Dr. Sieving became director of the National Eye Institute, NIH, in 2001. He came from the University of Michigan Medical School, where he was the Paul R. Lichter Professor of Ophthalmic Genetics and the founding Director of the Center for Retinal and Macular Degeneration in the Department of Ophthalmology and Visual Sciences.
After undergraduate work in history and physics at Valparaiso University, Dr. Sieving studied nuclear physics at Yale Graduate School in 1970-73 under D. Allan Bromley and attended Yale Law School from 1973-74. He received his M.D. from the University of Illinois College of Medicine in 1978 and a Ph.D. in bioengineering from the University of Illinois Graduate College in 1981. Dr. Sieving completed an ophthalmology residency at the University of Illinois Eye and Ear Infirmary in Chicago. After post-doctoral study of retinal physiology with Roy H. Steinberg in 1982-83 at the University of California, San Francisco, he did a clinical fellowship in genetic retinal degenerations with Eliot Berson in 1984-85 at Harvard Medical School, Massachusetts Eye and Ear Infirmary.
Dr. Sieving is known internationally for studies of human progressive blinding genetic retinal neurodegenerations, including retinitis pigmentosa, and rodent models of these conditions. His laboratory study of pharmacological approaches to slowing degeneration in transgenic animal models led to the first human clinical trial of ciliary neurotrophic factor (CNTF) for retinitis pigmentosa, published in Proceedings of the National Academy of Sciences, 2006. He also developed a mouse model of X-linked retinoschisis and successfully treated this using gene therapy which restored retinal function. He maintains a clinical practice at NEI for patients with these and other genetic retinal diseases, including Stargardt juvenile macular degeneration.

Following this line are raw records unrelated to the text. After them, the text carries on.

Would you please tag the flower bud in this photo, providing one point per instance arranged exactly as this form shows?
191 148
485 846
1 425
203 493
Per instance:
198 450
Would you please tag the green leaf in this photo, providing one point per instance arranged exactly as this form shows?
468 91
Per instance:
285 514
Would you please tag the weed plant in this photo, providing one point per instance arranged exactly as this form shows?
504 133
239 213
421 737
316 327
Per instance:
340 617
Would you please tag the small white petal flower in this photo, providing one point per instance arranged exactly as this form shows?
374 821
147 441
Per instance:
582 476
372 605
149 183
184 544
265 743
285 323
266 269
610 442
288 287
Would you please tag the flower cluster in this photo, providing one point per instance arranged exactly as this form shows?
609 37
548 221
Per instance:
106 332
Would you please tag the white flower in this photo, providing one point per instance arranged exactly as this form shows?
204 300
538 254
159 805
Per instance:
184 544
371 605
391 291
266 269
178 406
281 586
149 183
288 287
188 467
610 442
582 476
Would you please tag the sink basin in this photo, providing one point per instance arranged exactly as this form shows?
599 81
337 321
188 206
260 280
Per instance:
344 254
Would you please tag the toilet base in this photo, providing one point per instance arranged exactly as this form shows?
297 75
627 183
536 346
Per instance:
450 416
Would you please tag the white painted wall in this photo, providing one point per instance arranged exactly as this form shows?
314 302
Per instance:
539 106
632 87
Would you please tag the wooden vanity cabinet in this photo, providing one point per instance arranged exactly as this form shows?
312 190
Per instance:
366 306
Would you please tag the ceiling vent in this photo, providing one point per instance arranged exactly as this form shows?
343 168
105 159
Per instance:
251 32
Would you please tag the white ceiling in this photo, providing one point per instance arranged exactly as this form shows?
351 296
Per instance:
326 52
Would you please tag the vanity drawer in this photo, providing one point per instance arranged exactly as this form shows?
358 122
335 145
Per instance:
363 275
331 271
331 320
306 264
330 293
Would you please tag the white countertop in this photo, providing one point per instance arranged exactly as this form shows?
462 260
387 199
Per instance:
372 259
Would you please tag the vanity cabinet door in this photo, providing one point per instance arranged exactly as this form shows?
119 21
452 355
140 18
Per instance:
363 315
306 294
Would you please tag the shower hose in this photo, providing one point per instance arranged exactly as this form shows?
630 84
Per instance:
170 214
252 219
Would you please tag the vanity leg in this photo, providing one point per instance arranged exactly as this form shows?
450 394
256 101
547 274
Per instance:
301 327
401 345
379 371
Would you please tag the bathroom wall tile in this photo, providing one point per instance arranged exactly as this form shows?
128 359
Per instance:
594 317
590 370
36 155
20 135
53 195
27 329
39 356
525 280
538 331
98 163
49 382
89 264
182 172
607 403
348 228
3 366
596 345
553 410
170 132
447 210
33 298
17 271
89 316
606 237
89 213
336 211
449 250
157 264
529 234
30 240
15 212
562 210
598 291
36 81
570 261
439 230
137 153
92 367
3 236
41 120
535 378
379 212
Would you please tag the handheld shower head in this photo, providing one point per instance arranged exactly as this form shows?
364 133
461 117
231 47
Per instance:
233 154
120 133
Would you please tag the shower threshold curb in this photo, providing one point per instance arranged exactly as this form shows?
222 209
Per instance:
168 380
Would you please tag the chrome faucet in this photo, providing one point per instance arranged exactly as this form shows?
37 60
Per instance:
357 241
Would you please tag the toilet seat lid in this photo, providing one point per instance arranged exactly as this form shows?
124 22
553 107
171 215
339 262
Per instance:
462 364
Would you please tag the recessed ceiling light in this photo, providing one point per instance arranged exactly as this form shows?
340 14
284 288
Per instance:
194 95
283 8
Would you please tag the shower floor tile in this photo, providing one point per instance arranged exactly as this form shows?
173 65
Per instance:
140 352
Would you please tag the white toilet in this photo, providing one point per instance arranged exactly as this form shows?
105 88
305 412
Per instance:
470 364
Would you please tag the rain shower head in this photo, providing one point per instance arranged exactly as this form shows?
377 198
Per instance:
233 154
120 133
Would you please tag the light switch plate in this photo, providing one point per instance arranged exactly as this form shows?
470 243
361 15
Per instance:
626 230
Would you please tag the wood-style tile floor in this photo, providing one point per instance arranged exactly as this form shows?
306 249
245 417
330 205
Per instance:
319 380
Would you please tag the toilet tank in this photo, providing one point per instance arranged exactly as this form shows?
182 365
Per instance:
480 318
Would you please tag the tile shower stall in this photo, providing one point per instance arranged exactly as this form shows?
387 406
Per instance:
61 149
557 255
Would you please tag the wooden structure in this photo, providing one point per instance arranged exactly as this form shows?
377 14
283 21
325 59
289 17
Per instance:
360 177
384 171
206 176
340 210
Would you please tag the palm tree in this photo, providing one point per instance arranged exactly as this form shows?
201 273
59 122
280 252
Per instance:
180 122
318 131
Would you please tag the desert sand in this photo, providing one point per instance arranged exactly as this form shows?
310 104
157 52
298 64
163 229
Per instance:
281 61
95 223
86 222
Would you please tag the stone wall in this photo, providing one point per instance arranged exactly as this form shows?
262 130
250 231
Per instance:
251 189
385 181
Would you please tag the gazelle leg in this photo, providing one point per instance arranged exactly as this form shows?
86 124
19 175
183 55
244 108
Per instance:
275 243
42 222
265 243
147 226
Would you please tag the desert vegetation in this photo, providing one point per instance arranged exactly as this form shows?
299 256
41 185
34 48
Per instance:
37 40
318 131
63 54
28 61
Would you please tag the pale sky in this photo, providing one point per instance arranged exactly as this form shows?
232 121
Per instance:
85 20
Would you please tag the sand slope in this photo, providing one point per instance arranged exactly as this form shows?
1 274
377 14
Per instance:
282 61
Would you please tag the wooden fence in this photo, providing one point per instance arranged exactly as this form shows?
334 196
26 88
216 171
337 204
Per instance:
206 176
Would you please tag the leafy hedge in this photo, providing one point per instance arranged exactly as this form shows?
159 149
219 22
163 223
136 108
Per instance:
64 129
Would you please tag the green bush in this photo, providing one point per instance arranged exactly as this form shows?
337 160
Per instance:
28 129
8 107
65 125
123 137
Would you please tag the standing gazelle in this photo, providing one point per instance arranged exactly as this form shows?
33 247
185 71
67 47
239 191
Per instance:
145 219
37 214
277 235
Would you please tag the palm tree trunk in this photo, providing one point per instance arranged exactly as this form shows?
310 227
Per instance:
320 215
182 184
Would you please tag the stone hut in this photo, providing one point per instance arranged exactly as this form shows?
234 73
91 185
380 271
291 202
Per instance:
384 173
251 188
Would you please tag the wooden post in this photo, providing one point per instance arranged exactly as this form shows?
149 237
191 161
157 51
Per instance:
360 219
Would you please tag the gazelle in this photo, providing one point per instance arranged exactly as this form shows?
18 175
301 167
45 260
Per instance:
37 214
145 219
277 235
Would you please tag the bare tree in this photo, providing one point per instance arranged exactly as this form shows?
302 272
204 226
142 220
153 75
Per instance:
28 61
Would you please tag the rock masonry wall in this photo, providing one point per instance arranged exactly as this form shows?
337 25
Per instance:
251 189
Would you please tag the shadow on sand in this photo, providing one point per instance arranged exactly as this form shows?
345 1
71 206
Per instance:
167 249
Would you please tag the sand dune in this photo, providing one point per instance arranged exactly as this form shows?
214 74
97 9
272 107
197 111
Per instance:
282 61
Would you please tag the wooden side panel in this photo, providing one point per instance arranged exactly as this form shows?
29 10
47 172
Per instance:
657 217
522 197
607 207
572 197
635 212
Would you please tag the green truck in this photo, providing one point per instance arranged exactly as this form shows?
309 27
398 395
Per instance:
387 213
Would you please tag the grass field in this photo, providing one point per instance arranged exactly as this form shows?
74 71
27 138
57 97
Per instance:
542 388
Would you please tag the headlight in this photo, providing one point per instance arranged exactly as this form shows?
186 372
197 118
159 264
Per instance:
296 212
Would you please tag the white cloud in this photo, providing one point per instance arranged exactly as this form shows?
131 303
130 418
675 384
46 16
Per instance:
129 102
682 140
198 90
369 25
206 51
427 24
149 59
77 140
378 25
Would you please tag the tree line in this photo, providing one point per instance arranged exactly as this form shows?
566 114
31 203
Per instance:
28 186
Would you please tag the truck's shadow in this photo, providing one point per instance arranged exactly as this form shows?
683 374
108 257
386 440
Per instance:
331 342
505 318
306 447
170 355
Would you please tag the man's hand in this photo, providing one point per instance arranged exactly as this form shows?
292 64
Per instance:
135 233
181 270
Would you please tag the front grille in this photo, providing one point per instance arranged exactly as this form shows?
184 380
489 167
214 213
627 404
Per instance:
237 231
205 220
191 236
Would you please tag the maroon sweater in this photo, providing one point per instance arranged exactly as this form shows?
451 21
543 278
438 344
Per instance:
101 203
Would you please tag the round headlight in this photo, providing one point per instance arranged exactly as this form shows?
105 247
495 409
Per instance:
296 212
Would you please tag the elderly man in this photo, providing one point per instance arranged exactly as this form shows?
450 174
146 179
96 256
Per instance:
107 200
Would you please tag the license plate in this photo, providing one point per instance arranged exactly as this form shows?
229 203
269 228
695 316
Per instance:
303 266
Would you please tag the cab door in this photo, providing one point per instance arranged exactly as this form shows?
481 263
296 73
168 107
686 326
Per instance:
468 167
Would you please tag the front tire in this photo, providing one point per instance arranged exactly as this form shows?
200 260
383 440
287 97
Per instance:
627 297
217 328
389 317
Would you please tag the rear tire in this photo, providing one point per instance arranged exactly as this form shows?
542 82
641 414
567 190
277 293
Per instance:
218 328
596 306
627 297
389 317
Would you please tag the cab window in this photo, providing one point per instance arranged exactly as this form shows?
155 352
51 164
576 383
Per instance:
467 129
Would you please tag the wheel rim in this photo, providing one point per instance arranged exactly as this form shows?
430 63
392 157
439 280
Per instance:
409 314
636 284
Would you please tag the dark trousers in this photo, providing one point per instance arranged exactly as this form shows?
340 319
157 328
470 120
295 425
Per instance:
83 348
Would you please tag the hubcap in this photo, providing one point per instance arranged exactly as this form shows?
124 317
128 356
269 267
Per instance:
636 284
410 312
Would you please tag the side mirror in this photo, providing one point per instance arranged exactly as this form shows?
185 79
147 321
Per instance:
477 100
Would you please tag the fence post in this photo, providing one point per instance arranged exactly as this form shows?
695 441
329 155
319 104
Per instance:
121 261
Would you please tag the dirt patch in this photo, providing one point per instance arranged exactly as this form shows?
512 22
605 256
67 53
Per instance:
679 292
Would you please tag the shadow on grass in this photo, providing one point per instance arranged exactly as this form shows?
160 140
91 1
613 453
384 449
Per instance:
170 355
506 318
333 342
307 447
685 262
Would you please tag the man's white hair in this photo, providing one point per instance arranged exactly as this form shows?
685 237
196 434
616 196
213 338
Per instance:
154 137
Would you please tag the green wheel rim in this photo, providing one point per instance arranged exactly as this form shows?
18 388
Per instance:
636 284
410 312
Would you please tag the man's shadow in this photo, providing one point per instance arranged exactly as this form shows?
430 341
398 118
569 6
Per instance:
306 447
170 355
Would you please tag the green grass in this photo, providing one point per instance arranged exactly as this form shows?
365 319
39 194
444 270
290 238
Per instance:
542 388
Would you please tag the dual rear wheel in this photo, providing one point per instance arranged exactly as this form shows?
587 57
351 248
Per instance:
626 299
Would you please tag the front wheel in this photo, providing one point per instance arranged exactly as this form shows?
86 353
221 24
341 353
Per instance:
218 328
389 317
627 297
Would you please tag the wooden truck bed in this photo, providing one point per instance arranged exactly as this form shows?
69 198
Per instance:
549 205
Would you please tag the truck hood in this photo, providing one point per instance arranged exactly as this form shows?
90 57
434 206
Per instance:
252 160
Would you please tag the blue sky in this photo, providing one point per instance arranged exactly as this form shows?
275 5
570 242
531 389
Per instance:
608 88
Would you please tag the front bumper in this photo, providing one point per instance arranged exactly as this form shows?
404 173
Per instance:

Dr. Sieving served as Vice Chair for Clinical Research for the Foundation Fighting Blindness from 1996-2001. He is on the Bressler Vision Award committee and is a jury member for the €1 million annual ‘Vision Award’ of the Champalimaud Foundation, Portugal. He was elected to membership in the American Ophthalmological Society in 1993 and the Academia Ophthalmologica Internationalis in 2005. He received an honorary Doctor of Science from Valparaiso University in 2003 and has been named among the ‘Best Doctors in America’ multiple years. He has received numerous awards, including the Research to Prevent Blindness Senior Scientific Investigator Award, 1998; the Alcon Research Institute Award, 2000; and the Pisart Vision Award from the New York Lighthouse International for the Blind in 2005. Dr. Sieving was elected to the Institute of Medicine of the National Academy of Sciences in 2006.